The relevant law under which DD is being restricted is meant, in language quoted in Pitman's decision, to:

take into account whether the export of an article would contribute to an arms race, aid in the development of weapons of mass destruction, support international terrorism, increase the possibility of outbreak or escalation of conflict, or prejudice the development of bilateral or multilateral arms control or nonproliferation agreements or other arrangements.

You can decide yourself if you think software to allow 3D printing of a plastic pistol that is already available worldwide rises to those levels and demands restriction of a U.S. citizens' speech and ability to have access to the means to practice the Second Amendment.

Pitman considers the State Department's quashing of DD's speech to be content neutral and thus subject to mere intermediate scrutiny—that is, it merely needs to be narrowly tailored to achieve some necessary government purpose:

The ITAR [International Traffic in Arms Regulation] does not regulate disclosure of technical data based on the message it is communicating. The fact that Plaintiffs are in favor of global access to firearms is not the basis for regulating the "export" of the computer files at issue. Rather, the export regulation imposed by the AECA [Arms Export Control Act] is intended to satisfy a number of foreign policy and national defense goals, as set forth above. Accordingly, the Court concludes the regulation is content-neutral and thus subject to intermediate scrutiny.

Pitman says that ITAR's restrictions on DD don't really prevent them from communicating and thus aren't a clear First Amendment violation:

a prohibition on Internet posting does not impose an insurmountable burden on Plaintiffs' domestic communications. This distinction is significant because the AECA and ITAR do not prohibit domestic communications. As Defendants point out, Plaintiffs are free to disseminate the computer files at issue domestically in public or private forums, including via the mail or any other medium that does not provide the ability to disseminate the information internationally.

Pitman also doubts that the Second Amendment claims will win out in the eventual actual hearing of the case, since:

in Heller [the 2008 case that defines the Second Amendment as protecting an individual right to keep and bear commonly used weapons for self defense in the home] the discussion of the meaning of "keep and bear arms" did not touch in any way on an individual's right to manufacture or create those arms. The Court is thus reluctant to find the ITAR regulations constitute a burden on the core of the Second Amendment.

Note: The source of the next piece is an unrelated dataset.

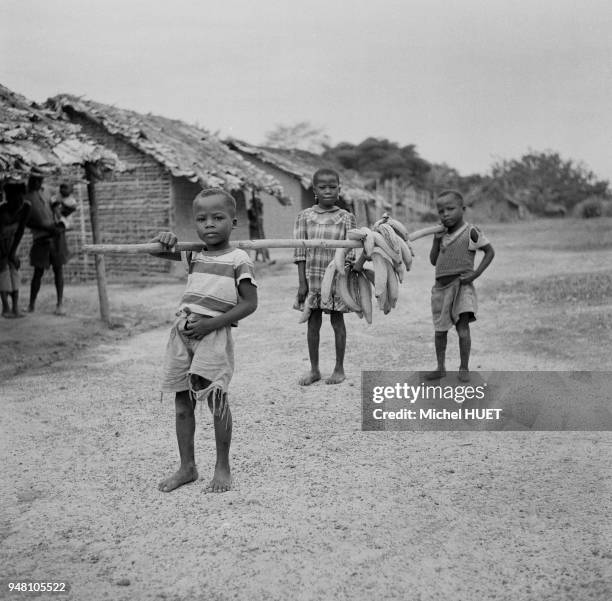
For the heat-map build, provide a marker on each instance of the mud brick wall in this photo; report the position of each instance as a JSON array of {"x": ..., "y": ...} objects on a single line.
[{"x": 132, "y": 207}]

Pitman will be the same judge hearing the eventual actual lawsuit, Cody Wilson tells me today, and his reasoning here doesn't give a great deal of encouragement that Wilson and DD will actually win on the merits.

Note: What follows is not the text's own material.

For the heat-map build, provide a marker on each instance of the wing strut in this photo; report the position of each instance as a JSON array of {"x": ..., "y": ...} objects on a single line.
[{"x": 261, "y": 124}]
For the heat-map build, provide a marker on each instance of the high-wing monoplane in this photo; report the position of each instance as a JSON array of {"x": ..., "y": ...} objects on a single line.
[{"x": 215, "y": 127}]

Wilson told me this morning that his legal team will be appealing this denial of motion for injunction on the State Department to the 5th Circuit Court of Appeals soon. Wilson was unimpressed with Pitman's decision, saying it more or less just "accepted the government's arguments entirely, even the specious equivalence of posting technical data being an export of defense articles."

Wilson also thinks that Pitman's decision that the ability to communicate his files domestically obviates any First Amendment concerns is, "in the Internet age, the most obviously hypocritical thing, it's like saying just because you can't speak verbally you aren't [being prohibited from communication] because you can still use hand gestures."